Sustained Maximal Voluntary Contraction Produces Independent Changes in Human Motor Axons and the Muscle They Innervate


Sustained Maximal Voluntary Contraction Produces Independent Changes in Human Motor Axons and the Muscle They Innervate

David A Milder et al. PLoS One.


The repetitive discharges required to produce a sustained muscle contraction results in activity-dependent hyperpolarization of the motor axons and a reduction in the force-generating capacity of the muscle. We investigated the relationship between these changes in the adductor pollicis muscle and the motor axons of its ulnar nerve supply, and the reproducibility of these changes. Ten subjects performed a 1-min maximal voluntary contraction. Activity-dependent changes in axonal excitability were measured using threshold tracking with electrical stimulation at the wrist; changes in the muscle were assessed as evoked and voluntary electromyography (EMG) and isometric force. Separate components of axonal excitability and muscle properties were tested at 5 min intervals after the sustained contraction in 5 separate sessions. The current threshold required to produce the target muscle action potential increased immediately after the contraction by 14.8% (p<0.05), reflecting decreased axonal excitability secondary to hyperpolarization. This was not correlated with the decline in amplitude of muscle force or evoked EMG. A late reversal in threshold current after the initial recovery from hyperpolarization peaked at -5.9% at ∼35 min (p<0.05). This pattern was mirrored by other indices of axonal excitability revealing a previously unreported depolarization of motor axons in the late recovery period. Measures of axonal excitability were relatively stable at rest but less so after sustained activity. The coefficient of variation (CoV) for threshold current increase was higher after activity (CoV 0.54, p<0.05) whereas changes in voluntary (CoV 0.12) and evoked twitch (CoV 0.15) force were relatively stable. These results demonstrate that activity-dependent changes in motor axon excitability are unlikely to contribute to concomitant changes in the muscle after sustained activity in healthy people. The variability in axonal excitability after sustained activity suggests that care is needed when using these measures if the integrity of either the muscle or nerve may be compromised.
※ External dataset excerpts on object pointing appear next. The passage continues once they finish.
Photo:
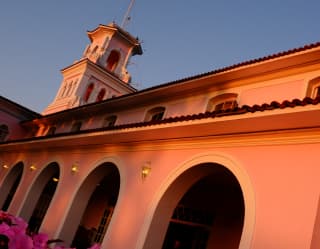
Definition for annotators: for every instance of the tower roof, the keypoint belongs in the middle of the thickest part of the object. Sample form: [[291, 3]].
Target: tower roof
[[113, 27]]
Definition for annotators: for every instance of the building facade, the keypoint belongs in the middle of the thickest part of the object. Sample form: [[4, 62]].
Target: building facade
[[225, 159]]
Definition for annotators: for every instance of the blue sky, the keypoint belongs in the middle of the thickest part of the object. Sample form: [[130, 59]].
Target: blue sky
[[180, 38]]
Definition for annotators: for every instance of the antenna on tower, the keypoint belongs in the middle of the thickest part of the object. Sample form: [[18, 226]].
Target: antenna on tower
[[127, 18]]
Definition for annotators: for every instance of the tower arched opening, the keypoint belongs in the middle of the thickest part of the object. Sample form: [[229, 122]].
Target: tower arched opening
[[113, 60]]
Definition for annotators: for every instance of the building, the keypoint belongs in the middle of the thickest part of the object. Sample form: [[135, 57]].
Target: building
[[225, 159]]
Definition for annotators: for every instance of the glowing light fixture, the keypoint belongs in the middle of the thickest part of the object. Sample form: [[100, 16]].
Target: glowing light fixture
[[145, 170], [74, 168], [33, 167], [55, 179]]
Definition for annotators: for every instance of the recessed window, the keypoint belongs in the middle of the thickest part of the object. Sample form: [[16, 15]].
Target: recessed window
[[113, 60], [109, 121], [4, 131], [155, 114], [52, 130], [76, 126], [222, 102], [88, 92], [101, 94], [313, 89]]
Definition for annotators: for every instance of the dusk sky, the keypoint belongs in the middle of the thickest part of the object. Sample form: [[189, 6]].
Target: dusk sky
[[180, 38]]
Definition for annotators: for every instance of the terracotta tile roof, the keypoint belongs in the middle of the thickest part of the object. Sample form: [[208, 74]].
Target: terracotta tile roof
[[241, 64], [234, 111]]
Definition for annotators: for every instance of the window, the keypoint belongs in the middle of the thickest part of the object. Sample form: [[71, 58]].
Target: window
[[4, 131], [76, 126], [222, 102], [88, 92], [313, 89], [101, 95], [112, 61], [109, 121], [52, 130], [155, 114]]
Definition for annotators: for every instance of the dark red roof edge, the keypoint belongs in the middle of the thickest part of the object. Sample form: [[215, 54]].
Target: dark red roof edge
[[241, 64], [229, 112], [31, 112]]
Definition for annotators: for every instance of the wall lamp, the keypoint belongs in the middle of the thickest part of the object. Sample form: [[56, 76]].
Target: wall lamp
[[145, 170], [33, 167], [74, 168]]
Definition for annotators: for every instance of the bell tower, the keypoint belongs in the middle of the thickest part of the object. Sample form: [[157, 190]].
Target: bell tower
[[101, 73]]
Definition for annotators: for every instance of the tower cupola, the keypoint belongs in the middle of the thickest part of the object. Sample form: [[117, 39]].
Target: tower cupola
[[111, 48], [101, 73]]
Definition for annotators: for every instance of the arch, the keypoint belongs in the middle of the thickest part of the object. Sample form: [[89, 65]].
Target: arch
[[4, 131], [88, 92], [101, 94], [193, 170], [89, 213], [155, 113], [313, 88], [40, 196], [109, 121], [113, 61], [10, 185], [222, 102]]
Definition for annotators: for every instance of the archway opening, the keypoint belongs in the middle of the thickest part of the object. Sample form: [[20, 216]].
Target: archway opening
[[113, 60], [10, 185], [202, 209], [40, 196], [92, 207]]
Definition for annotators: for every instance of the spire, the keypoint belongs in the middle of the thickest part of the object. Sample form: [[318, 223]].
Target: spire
[[127, 17]]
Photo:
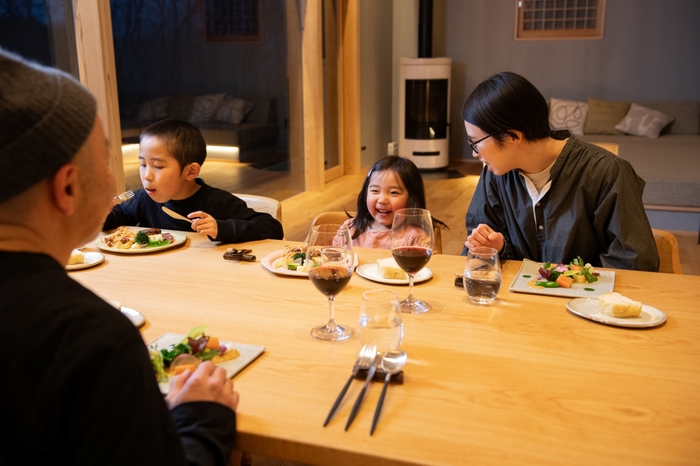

Conflict of interest statement

Competing Interests: The authors have declared that no competing interests exist.


Figure 1
Figure 1. Schematic representation of the experimental setup and protocol.
The experimental setup is viewed from above. The experimental protocol (not shown to scale) consisted of a control period, a sustained 1-min adductor pollicis MVC, and the recovery period. The “nerve testing” rectangle represents the TRONDNF protocol. After the stimulus-response curve (src) one component of axonal excitability was measured every 5 min for 40 min through the recovery period in 4 experimental sessions with measures of muscle force in the 5th session.
Figure 2
Figure 2. Changes in components of axonal excitability after sustained activity.
Black symbols: control data; red symbols: data recorded after the 1 min sustained contraction; blue symbols: data recorded after the 40 min recovery period. A: stimulus-response curves with the CMAP normalised to Mmax. B: charge-duration curves. τ SD and rheobase were derived from the x-intercepts and gradients of the linear regressions, respectively. C: threshold electrotonus. D: current-threshold relationship. E: slope of the current-threshold relationship. F: recovery cycle. Four subjects were excluded from the data at an interstimulus interval of 2 ms only because the output of the stimulator was insufficient to produce the target potential. Data presented as mean ± 95% confidence intervals. TC: threshold current.
Figure 3
Figure 3. Recovery of axonal excitability after sustained activity.
Open symbols represent the data for each subject; pooled data are presented as mean (solid bars) and 95% confidence intervals. A: threshold current. B: resting IV slope. C: τ SD. D: rheobase. D: the duration of the superexcitable period. F: the duration of the refractory period (RP). *: p<0.05.
Figure 4
Figure 4. Changes in muscle properties with sustained activity.
Open symbols represent the mean for each subject across 5 experimental sessions; pooled data for 10 subjects are shown beside the individual data as mean (solid bars) and 95% confidence intervals. A: there was no change in the area of Mmax after the sustained contraction; B: there was a significant change in the resting twitch force immediately after the 1-min MVC compared to control values; C: the peak amplitude of the voluntary EMG was significantly larger at the start than at the end of the 1-min MVC; D: peak voluntary force was significantly smaller at the end of the 1-min MVC than at the start demonstrating an activity-dependent reduction in the force-generating capacity of the muscle (ie fatigue). ns: not significant; ***: p<0.001.
Figure 5
Figure 5. Relationship between the activity-dependent changes in muscle output and axonal excitability.
Symbols represent the mean for each subject across 5 experimental sessions. A: There was no relationship between the activity-dependent increases in threshold current and the decline in the amplitude (black symbols) or area (white symbols) of resting twitch force. B: Similarly, there was no relationship between increases in threshold current and the decline in voluntary force (black symbols) and voluntary EMG (white s). ns: not significant.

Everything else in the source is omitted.